Yes, that's because function definitions are different than lambda 
expressions and have a different use case. I'm not proposing that function 
definitions should follow the reverse syntax. Defined functions are usually 
abstracted away from any particular context while lambdas only make sense 
in very specific contexts.
 

>
> Furthermore, regarding simple lambdas---as in 
>
>     lambda x: <expression with x> 
>
> The extra reading of `lambda x` is not that problematic.


It isn't *that* problematic, but it is noise. It could be better.
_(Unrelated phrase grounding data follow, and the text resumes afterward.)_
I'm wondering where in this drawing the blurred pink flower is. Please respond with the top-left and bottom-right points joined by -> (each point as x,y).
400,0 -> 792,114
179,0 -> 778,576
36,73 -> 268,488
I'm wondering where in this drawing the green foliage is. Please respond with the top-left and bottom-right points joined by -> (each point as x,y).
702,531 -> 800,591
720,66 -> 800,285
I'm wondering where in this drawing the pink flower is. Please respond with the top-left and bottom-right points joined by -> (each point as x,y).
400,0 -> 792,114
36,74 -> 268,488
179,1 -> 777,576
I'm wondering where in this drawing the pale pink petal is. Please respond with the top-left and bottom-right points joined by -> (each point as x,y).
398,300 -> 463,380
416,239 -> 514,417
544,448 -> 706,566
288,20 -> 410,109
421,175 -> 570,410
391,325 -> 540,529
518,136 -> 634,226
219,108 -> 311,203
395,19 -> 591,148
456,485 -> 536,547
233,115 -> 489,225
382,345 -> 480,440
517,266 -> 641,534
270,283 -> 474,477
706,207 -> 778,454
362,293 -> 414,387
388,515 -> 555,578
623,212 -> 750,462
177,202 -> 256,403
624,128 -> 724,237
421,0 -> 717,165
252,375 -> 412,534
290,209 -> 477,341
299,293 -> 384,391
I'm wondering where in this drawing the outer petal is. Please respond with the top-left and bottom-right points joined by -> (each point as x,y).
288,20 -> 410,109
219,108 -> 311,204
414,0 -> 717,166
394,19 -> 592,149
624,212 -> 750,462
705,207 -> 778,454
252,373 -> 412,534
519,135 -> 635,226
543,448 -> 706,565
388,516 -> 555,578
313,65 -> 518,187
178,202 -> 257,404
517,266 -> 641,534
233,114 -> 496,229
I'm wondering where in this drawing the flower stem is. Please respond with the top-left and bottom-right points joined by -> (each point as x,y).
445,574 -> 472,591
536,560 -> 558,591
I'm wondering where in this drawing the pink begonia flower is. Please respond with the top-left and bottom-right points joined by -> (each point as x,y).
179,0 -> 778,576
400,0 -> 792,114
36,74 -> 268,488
That's 
what I'm proposing.
 

> However, when 
> you have a lambda needing multiple parameters---as in 
>
>     lambda param1, param2, param3=default: <expression> 
>
> I think the order of the parameters and such is even more important, 
> because it is an easy thing to have in the wrong order. 
>

Again, the use cases for lambdas with complex signatures are very rare. 
Your own investigation confirmed this:
 

> Just out of curiosity, I grepped over the lambdas I could find in my 
> (3.4) standard library. Of the 123 lambdas I found, only 12 of them have 
> more than 1 argument. 
> In most of these 12 cases, the only reason for the many arguments is to 
> capture the value of a variable inside a loop, to make sure it uses the 
> relevant version of that variable (and/or faster lookop).